Transparency was cited as a key dimension of fairness with three intertwined attributes: interpretability, explainability and accountability.49–52 Each encompasses methods designed to see, understand and hold complex algorithmic systems accountable. These attributes emerge from the fact that the inner workings of most algorithmic systems are invisible to all but the ‘highest priests in their domain: mathematicians and computer scientists,’ often making their verdicts, even when harmful, beyond dispute or appeal (O’Neil 2016:3).33 53 54 Thus, transparency requires that the actions of scientists are easy to assess,55–57 ensuring that stakeholders can decide whether they support the intentions, indications for use, and goals of any algorithmic system.58 59 However, the opacity of algorithmic systems requires that we revisit our expectations for transparency in predictive care. For example, novel approaches in ML, such as enhancing feature representations with latent embeddings or applying neural networks, can improve our ability to predict important health outcomes,60 but they also make models less transparent. Thus, there is a need to establish the degree to which we must be able to interpret and explain model results to clinicians, patients, and families.

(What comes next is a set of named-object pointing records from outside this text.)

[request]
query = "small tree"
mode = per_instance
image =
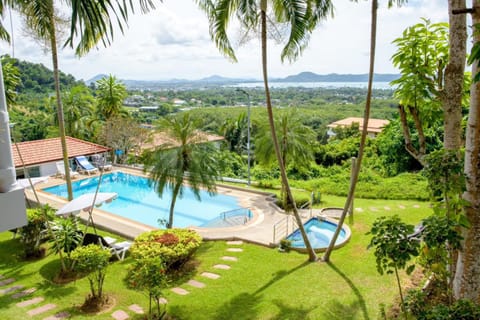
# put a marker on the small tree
(393, 248)
(148, 274)
(93, 261)
(35, 231)
(65, 238)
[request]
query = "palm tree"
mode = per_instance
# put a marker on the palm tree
(363, 138)
(295, 143)
(110, 95)
(91, 20)
(301, 16)
(185, 158)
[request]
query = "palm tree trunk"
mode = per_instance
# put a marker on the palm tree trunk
(176, 190)
(61, 121)
(311, 252)
(366, 116)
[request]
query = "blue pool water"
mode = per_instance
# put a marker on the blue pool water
(138, 201)
(319, 232)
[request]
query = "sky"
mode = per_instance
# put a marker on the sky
(173, 42)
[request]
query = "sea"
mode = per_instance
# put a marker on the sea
(327, 85)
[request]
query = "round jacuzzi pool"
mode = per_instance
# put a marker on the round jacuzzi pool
(319, 231)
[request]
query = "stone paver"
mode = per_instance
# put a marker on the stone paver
(120, 315)
(30, 302)
(24, 293)
(196, 284)
(180, 291)
(42, 309)
(210, 275)
(235, 243)
(6, 281)
(228, 258)
(11, 289)
(136, 308)
(57, 316)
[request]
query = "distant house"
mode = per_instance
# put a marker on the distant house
(39, 156)
(157, 139)
(375, 126)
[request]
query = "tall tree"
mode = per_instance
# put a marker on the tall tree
(110, 95)
(301, 16)
(466, 283)
(90, 20)
(183, 158)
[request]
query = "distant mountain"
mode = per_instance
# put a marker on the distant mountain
(334, 77)
(216, 80)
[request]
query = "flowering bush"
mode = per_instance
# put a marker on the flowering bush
(173, 246)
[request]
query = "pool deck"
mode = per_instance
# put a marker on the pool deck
(260, 229)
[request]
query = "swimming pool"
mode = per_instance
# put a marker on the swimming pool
(319, 232)
(138, 201)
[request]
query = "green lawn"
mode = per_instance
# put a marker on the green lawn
(262, 284)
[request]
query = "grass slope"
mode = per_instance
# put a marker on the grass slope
(262, 284)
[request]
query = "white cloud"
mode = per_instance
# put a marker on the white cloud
(173, 42)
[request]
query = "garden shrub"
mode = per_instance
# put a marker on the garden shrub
(35, 231)
(173, 246)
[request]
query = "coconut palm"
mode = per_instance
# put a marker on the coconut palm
(363, 138)
(300, 16)
(184, 158)
(110, 95)
(90, 22)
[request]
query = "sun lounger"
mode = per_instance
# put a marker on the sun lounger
(84, 166)
(61, 170)
(118, 249)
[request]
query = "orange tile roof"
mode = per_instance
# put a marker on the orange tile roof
(374, 125)
(50, 150)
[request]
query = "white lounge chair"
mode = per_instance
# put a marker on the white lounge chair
(84, 166)
(61, 170)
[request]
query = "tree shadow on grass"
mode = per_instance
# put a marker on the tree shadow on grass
(338, 310)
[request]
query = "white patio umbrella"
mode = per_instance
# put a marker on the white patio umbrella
(85, 201)
(24, 183)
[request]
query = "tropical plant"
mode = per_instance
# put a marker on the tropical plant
(185, 157)
(148, 274)
(110, 95)
(393, 248)
(92, 260)
(65, 238)
(301, 16)
(36, 230)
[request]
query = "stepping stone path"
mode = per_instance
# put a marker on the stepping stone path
(41, 309)
(136, 308)
(235, 243)
(180, 291)
(222, 266)
(60, 315)
(228, 258)
(120, 315)
(6, 281)
(210, 275)
(23, 293)
(196, 284)
(26, 303)
(11, 289)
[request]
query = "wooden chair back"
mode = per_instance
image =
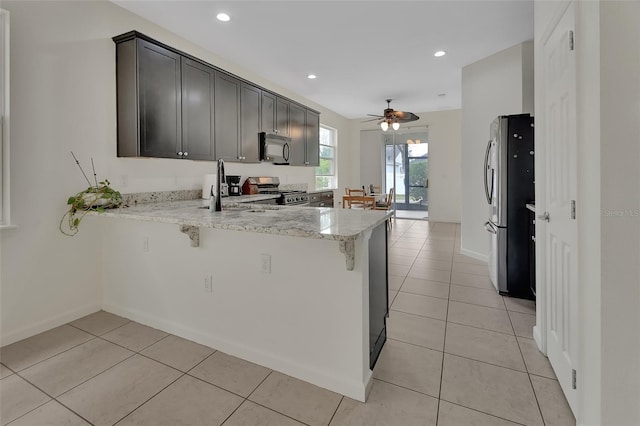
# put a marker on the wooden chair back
(387, 204)
(361, 202)
(355, 191)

Crucially, the ability to see inside a system should not be conflated with the ability to govern it.50 61
Interpretability and explainability
In the literature we reviewed, interpretability and explainability are often used interchangeably.49 However, interpretability most often refers to procedures and statistical techniques primarily used by scientists, to test, validate, and replicate findings.62 In ML, this involves evaluation metrics (eg, accuracy, sensitivity, specificity), which can be used to compare performance across protected groups.12 34 However, a predictive care model achieving similar performance across samples or settings is interpretable but not necessarily fair. If a predictive care model is biased against a sociodemographic group, this bias may carry over or be amplified in a different setting or sample.63–66 Moreover, as described by the ‘impossibility theorem,’ not all fairness criteria can be satisfied at the same time.6 16 67 For example, a predictive care model can achieve high accuracy (and therefore be interpretable and statistically fair) but can still be discriminatory.68 69
This limitation of interpretability may be addressed by explainability, which in part involves understanding how model features contribute to prediction. Various technical tools and procedures exist to address concerns about the so-called ‘black box problem’ of algorithmic systems, such as techniques to identify how models weigh features.70 71 In the context of fairness however, explainability is only useful if highly-weighted features point to sociodemographic biases in model performance. For example, it may be possible to identify potential sources of bias in a predictive care model by examining whether the nature or availability of important features differ between sociodemographic groups. Moreover, in the literature we reviewed, explainability was also often used to draw attention to the social and communicative processes that surround predictive care tools. For example, these studies emphasised that fairness was not just about conveying accurate and unbiased information, but also about communicating the purpose, relevance and limitations of an algorithmic systems.72–74
Even if explainability is possible, it may not yield desirable outcomes.75 76 According to emerging evidence, many clinicians are susceptible to following incorrect diagnostic advice.77 This effect is more pronounced when ML-based advice is paired with explanations of features contributing to prediction,78 suggesting that explainability can adversely impact clinical decision making.79 Further, the ability to interpret and explain how a model works is not sufficient to mitigate harms. Recent studies of vaccine hesitancy and resistance to ebola campaigns emphasise that trust in public health interventions is often undermined by power differentials between patients and clinicians.5 80–83 Although little is known about how patients engage with predictive care in clinical contexts,84 sustained dialogue and shared decision-making between stakeholders that takes their concerns, desires and lived experiences seriously is critical.79 85–88 Thus, there is an urgent need to develop engaging, effective and user-friendly explanations of predictive care models for clinicians, patients, their caregivers and the general public.89 90 Explainability, therefore, must encompass both technical and social processes of translating the purpose, relevance and limitations of algorithmic systems to these various stakeholders, and providing targeted guidance on their use (eg, to complement clinical intuition, inform and negotiate care).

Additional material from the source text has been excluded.